Figure 1: Creation of Study Interface
L to R: “Modify your study’s information,” “Create and Edit Search Terms” and “Modify Collection Schedule”
“The best thing about the system is the speed with which one can collect tweets on any topic anywhere in the world. Within a few minutes, we can get the full live feeds. It’s really fascinating!”
– Willie Brown, SSRC Research Associate
Currently, SMTAS is focused on the social network, Twitter, where researchers have access to approximately 500 million tweets per day. Tweets are public postings made by worldwide users of Twitter. Apart from the real-time access to Twitter, SMTAS also has access to historical data/tweets posted via Twitter since 2006. Apart from Twitter data being a rich information source of human behavior (170 million active users) in a social network, it also provides researchers instantaneous information from its user base with its faster (compared to other social networks) message propagation.
“SMTAS benefited my research by making things much more simplistic (using the search term query) as compared to searching twitter and randomly selecting tweets that are not likely to be as relevant to my research topic.”
– Megan Stubbs-Richardson, SSRC Graduate Research Assistant
A researcher can analyze the filtered/tracked data of a study by using a myriad of analytical modules such as:
1. Traffic Statistics: Each tweet has its own created time-stamp. Using the information the researchers can analyze the traffic statistics for a study. (See Figure 2)
Figure 2: Analyze Traffic
2. Geo-Mapping: About 2-3% of the tweets have geo-coordinates associated with them. These geo-coordinates are accurate to within 2-5 feet of the exact location of user when they tweeted. A researcher can analyze any such tweets overlaid on a Google map. (See Figure 3)
Figure 3: Map Tweets with Geolocation
3. Sentiment Analysis: The tweets collected with a study can also be analyzed for sentiment, which related to the “mood” of the tweet. For example, “It feels good to be home J” is a positive sentiment tweet, whereas “Work was boring today L” relates to a negative one. (See Figures 4 & 5)
Figure 4: Analyze View Sample
Figure 5: Sentiment Over Time
4. Trend Analysis: Researchers can also analyze the trend of keywords, which are present in the tweets of a study. For example, the following figure shows the trend of keywords hurricane, power and flooding on the Hurricane Sandy Study, which collected tweets from New York and Boston area. (See Figure 6)
Figure 6: Trend Analysis
5. Content Analysis: Researchers can also do content analysis on the collected tweets by using the dynamic keyword and hashtag clouds. The module is also capable of drilling down on specific dates and relative terms. (See Figure 7)
“I used SMTAS to collect data using the search term query, which allowed me to narrow my search topics to a specific interest.”
– Megan Stubbs-Richardson
Figure 7: Most Used Keyword and Most Frequently Used Hashtags
6. Klout Scores/Topic: SMTAS also tracks Klout scores (social influence score of users) and their topic of interest.
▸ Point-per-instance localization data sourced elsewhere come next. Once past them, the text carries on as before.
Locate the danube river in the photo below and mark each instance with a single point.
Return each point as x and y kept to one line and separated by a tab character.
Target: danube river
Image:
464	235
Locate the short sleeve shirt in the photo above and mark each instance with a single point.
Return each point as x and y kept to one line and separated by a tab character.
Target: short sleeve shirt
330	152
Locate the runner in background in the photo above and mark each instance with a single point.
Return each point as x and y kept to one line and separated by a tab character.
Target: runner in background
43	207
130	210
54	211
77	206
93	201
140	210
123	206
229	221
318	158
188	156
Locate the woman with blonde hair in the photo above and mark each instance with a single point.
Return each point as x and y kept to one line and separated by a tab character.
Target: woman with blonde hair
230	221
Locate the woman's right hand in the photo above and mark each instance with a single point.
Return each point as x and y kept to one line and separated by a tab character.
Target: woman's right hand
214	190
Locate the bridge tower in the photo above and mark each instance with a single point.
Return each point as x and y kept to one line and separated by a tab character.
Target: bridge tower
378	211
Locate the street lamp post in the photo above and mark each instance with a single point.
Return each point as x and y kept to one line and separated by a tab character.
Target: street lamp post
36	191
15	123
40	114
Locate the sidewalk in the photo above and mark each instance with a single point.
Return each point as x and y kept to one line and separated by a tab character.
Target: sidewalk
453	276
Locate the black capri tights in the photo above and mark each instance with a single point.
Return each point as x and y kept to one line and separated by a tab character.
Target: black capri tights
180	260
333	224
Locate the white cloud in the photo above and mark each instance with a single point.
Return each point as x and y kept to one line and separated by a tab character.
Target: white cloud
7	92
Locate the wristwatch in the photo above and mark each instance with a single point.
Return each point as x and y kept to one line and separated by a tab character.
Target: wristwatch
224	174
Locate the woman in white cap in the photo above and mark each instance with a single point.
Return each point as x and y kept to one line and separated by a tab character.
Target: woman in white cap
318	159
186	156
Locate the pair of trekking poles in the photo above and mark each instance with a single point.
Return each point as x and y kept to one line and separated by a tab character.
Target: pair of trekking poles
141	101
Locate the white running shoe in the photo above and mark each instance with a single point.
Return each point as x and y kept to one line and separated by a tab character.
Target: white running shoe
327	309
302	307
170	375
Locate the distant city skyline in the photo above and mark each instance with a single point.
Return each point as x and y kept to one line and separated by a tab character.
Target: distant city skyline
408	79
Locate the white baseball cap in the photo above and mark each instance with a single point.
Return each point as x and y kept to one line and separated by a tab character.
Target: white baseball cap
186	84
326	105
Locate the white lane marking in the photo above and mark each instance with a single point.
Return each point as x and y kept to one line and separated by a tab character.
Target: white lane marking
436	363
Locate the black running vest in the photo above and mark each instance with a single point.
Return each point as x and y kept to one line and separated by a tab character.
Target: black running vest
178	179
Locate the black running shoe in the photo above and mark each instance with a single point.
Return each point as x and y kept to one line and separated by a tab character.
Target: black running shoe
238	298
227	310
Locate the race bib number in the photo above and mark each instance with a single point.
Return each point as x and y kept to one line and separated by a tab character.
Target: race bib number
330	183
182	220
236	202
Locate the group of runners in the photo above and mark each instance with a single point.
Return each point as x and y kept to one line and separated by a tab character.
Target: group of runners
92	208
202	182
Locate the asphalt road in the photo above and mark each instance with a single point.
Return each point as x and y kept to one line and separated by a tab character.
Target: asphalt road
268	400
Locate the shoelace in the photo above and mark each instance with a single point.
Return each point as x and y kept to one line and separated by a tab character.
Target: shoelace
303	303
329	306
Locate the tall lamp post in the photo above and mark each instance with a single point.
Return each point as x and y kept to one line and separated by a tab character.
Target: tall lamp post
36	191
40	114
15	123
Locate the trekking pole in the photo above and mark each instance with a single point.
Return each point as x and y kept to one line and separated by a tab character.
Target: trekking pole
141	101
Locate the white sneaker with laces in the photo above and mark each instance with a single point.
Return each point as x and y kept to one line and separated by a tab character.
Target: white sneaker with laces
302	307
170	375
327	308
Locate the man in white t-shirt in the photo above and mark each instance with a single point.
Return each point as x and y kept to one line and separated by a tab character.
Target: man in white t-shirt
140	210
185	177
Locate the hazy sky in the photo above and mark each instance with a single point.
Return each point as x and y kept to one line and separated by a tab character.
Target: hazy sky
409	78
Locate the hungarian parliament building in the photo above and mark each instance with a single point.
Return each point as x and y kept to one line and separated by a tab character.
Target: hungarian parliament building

A researcher can analyze the most influential tweeters and the topics of interest collected by the study. (See Figure 8)
Figure 8: Klout Scores and Topics
7. Real-time Monitoring: With the “Twitter Firehose” connection, it presents researchers to obtain real-time information of tweets, where tweets are collected by SMTAS within seconds of the user tweeting. SMTAS has a real-time mapping module along with a streamer for a researcher to analyze the tweets. In the following example, the tweet was geo-mapped to its location using Google street view and a comparison was done with the picture present in the tweet showing the flooding in the area during Hurricane Sandy. (See Figure 9)
Figure 9: Google Street View and Tweeted Image
“If the ‘tweeters’ have their geo-locator turned on, we can see where groups are tweeting from instantly, and using Google Street View, we can see the actual spot a tweet comes from.”
– Willie Brown
8. Buckets: A researcher can use the search module (using complex content matching algorithm) to filter through the tweets a study has collected. Once the search is complete, the researcher can then create a “Bucket” which would contain the filtered tweets. Any such buckets of data can be re-analyzed through the analytical modules of SMTAS. This presents researchers the ability to filter in the appropriate content from a larger dataset.